A exemplo de outras “santas inquisições” que ocorrem na tragédia que está se tornando a vida cotidiana no Brasil, o compliance reprime inadvertidamente o exercício da cidadania.
No mesmo sentido, dirigentes e funcionários de empresas contaminadas por essa doença burocrática que é o compliance de formulário, têm sido “instruídos” a não desenvolver relações com gestores políticos. Agem como se a Administração Pública fosse um ente criminoso e o funcionalismo público uma doença…
Na verdade, isso tudo revela um fato trágico – diz respeito à falha na formação do cidadão e do profissional. Falta cultura, estudo, vivência, maturidade e conhecimento de Teoria do Estado – algo que também se observa nas novas hostes de controle atuantes na própria Administração Pública.
Assim, o “compliance de formulário” premia os alienados – aqueles que não possuem qualquer histórico de cidadania – geralmente os mais propensos a agir mal, porque nada têm a perder…
Alienação e inocuidade
O efeito dessa distorção é funesto. Causa danos morais e revela-se ineficaz na prevenção de imoralidades e falcatruas.
Nessa atividade absolutamente entrópica, o administrador assume o risco de selecionar justamente os sociopatas – aqueles que não se relacionam com ninguém, não agem em prol do interesse público, não se expõe a risco e não se interessam pelas pessoas, a não ser eles próprios, dissimuladamente…
O problema não atinge apenas contratados, mas, também, os que palpitam nas contratações. A entropia do compliance de formulário atrai para o setor os persecutores da vida alheia, chatos de todo tipo, pessoas com problemas – gente infeliz, especializada em ferir os outros e produzir frustrações.
Há, ainda, toda a “cadeia produtiva” do compliance de formulário, que a exemplo dos gastos públicos com sua nababesca jusburocracia, já consome grande parte do orçamento nas empresas privadas. Assim, além dos custosos departamentos internos, seguem-se as consultorias especializadas, escritórios de investigação interna e externa, checagem e cópias de arquivos, leitura de e-mails, verificação de contas de hoteis, restaurantes, telefones, empresas de auditoria, de investigação, escritórios de advocacia, etc…

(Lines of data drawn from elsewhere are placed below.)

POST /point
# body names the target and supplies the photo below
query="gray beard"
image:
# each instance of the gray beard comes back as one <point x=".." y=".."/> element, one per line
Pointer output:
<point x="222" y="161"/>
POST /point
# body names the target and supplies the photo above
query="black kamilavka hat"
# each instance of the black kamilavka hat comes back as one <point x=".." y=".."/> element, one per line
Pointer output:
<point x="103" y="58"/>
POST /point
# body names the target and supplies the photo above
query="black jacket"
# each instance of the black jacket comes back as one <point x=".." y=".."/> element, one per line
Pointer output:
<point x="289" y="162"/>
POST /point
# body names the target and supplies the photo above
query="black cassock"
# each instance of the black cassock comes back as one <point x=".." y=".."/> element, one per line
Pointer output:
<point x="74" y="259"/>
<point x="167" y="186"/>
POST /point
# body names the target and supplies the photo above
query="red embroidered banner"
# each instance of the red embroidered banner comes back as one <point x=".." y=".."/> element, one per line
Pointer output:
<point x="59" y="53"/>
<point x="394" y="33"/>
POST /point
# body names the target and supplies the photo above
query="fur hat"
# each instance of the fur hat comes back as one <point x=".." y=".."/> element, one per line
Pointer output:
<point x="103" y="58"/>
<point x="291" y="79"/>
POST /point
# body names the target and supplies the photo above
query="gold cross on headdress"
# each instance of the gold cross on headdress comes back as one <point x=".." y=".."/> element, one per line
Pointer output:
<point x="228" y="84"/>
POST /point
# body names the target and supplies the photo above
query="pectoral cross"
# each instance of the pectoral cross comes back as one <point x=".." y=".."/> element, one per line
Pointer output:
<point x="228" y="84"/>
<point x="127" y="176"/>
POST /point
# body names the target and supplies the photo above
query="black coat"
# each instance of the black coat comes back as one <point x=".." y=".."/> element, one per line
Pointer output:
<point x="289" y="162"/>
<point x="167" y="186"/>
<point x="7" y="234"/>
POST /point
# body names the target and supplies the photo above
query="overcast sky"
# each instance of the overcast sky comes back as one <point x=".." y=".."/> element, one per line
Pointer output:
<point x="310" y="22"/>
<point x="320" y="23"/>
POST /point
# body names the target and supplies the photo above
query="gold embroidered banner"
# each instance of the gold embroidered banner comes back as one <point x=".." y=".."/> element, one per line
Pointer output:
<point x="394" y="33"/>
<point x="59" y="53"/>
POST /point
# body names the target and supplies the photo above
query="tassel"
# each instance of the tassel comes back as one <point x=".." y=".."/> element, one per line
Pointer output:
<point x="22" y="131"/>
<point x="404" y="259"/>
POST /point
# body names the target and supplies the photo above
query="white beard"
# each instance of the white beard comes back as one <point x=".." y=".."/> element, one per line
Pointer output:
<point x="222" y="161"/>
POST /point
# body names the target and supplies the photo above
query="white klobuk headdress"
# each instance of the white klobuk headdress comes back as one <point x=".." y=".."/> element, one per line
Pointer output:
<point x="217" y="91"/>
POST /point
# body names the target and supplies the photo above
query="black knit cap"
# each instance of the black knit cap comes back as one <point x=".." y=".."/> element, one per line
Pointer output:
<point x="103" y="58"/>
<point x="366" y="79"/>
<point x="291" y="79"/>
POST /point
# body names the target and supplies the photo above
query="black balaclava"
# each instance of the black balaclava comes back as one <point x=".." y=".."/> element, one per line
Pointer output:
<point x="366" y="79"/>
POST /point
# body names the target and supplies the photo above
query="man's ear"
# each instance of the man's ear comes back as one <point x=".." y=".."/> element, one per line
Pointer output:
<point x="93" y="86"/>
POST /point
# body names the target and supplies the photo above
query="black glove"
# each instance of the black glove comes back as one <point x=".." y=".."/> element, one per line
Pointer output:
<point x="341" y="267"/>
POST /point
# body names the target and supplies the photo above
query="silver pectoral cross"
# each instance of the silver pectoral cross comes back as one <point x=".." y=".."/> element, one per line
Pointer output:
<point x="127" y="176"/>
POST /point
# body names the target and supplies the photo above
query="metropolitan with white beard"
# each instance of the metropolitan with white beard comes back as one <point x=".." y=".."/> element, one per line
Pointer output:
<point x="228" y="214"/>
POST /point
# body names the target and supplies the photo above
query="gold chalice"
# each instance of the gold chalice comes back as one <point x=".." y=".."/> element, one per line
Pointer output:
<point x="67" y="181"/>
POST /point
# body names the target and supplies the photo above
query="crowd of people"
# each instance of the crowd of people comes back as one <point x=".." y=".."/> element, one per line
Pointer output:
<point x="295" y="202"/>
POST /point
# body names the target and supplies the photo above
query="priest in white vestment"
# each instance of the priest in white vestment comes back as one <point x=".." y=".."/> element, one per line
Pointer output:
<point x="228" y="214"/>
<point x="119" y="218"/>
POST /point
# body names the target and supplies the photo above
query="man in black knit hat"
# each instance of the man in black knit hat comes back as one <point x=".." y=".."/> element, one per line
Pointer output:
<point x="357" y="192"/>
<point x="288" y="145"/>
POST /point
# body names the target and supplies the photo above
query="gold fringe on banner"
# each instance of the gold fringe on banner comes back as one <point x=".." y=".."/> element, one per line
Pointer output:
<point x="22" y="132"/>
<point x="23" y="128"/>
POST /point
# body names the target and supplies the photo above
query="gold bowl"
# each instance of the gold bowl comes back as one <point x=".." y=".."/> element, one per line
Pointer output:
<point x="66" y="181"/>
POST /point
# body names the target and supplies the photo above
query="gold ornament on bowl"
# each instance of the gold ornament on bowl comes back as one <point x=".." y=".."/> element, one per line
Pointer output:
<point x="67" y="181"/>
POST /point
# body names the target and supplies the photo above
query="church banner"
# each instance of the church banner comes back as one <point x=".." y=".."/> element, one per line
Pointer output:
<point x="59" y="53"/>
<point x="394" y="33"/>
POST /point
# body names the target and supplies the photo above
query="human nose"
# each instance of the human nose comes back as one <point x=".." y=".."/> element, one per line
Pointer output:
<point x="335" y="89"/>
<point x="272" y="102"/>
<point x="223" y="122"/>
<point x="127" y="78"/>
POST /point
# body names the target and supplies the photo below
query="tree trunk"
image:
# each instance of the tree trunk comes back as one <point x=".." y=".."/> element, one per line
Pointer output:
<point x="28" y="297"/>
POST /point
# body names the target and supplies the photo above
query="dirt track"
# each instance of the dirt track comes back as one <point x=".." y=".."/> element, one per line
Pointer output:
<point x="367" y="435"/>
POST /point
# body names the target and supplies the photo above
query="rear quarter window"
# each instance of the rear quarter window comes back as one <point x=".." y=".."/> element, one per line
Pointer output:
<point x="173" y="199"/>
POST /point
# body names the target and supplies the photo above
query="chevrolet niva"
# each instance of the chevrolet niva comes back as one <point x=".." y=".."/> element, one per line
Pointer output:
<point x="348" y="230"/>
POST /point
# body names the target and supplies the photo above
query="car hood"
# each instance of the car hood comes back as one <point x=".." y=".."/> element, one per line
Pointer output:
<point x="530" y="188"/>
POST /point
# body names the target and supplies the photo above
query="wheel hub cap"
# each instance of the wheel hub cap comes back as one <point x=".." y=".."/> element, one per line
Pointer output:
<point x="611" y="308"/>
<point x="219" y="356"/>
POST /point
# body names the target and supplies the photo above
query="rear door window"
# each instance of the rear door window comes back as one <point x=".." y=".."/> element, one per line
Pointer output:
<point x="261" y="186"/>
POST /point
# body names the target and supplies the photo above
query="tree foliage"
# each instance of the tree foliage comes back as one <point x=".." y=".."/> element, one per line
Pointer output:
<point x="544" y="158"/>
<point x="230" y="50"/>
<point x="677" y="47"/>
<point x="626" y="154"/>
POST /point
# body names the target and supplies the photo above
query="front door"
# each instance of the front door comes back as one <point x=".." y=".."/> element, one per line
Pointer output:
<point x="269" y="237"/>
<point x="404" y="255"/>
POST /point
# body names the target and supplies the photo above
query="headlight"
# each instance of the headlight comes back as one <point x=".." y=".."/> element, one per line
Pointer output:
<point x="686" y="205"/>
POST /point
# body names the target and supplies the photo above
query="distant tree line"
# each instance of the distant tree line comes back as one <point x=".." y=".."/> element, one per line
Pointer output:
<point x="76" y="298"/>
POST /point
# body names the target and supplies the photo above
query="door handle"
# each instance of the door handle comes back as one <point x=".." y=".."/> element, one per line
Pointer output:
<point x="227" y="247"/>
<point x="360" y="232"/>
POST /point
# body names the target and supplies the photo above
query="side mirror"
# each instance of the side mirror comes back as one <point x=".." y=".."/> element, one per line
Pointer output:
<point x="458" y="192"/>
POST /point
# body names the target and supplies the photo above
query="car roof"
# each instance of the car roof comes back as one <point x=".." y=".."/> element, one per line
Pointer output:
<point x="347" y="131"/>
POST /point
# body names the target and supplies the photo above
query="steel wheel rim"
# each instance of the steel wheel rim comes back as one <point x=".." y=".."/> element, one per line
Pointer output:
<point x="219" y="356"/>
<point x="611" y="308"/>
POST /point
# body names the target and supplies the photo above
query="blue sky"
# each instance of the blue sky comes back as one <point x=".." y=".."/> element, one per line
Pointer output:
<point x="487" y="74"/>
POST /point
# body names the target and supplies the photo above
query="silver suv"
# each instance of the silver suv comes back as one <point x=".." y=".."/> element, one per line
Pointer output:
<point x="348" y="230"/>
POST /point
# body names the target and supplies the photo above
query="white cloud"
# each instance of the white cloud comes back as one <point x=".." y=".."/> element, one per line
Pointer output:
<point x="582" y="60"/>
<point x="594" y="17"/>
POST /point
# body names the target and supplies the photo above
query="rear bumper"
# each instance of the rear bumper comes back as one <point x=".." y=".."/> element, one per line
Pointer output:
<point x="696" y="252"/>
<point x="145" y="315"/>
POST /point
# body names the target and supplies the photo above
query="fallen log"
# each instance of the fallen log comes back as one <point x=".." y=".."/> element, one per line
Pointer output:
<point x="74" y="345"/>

Isso pode desmoralizar a verdadeira atividade de compliance integrada, comum a qualquer empresa honesta e praticada desde priscas eras, antes que a reatividade à corrupção a transformasse nesse apêndice custoso e burocrático.
Caminha assim, o compliance, para tornar-se um instrumento inócuo quanto à sua finalidade.
A armadilha do não compliance
Nem se venha com a manjada pergunta: “se você acha o compliance caro, tente o não compliance para ver…” Por óbvio, é um falso dilema.
Ninguém advoga aqui a desonestidade ou ausência de compliance. Pelo contrário, o que se pretende resgatar com esse artigo crítico é a inteligência perdida na implementação burra que se está fazendo da ferramenta.
Na forma como hoje é aplicado, o compliance de formulário só beneficia quem o pratica. Perdem a lei, a cidadania, a empresa e o mercado.
Há que se reformular, portanto, e rápido, conceitos hoje propagados aos quatro ventos, no que tange a compliance – e que nada são que mera metaburocracia…
Antonio Fernando Pinheiro Pedro é advogado (USP), jornalista e consultor ambiental. Sócio diretor do escritório Pinheiro Pedro Advogados. Integrante do Green Economy Task Force da Câmara de Comércio Internacional, membro do Instituto dos Advogados Brasileiros – IAB, da Comissão Infraestrutura e Sustentabilidade da Ordem dos Advogados do Brasil – OAB/SP. É membro do Conselho Consultivo da União Brasileira de Advocacia Ambiental, Vice-Presidente Jurídico da Associação Paulista de Imprensa – API, Editor-Chefe do Portal Ambiente Legal e responsável pelo blog The Eagle View.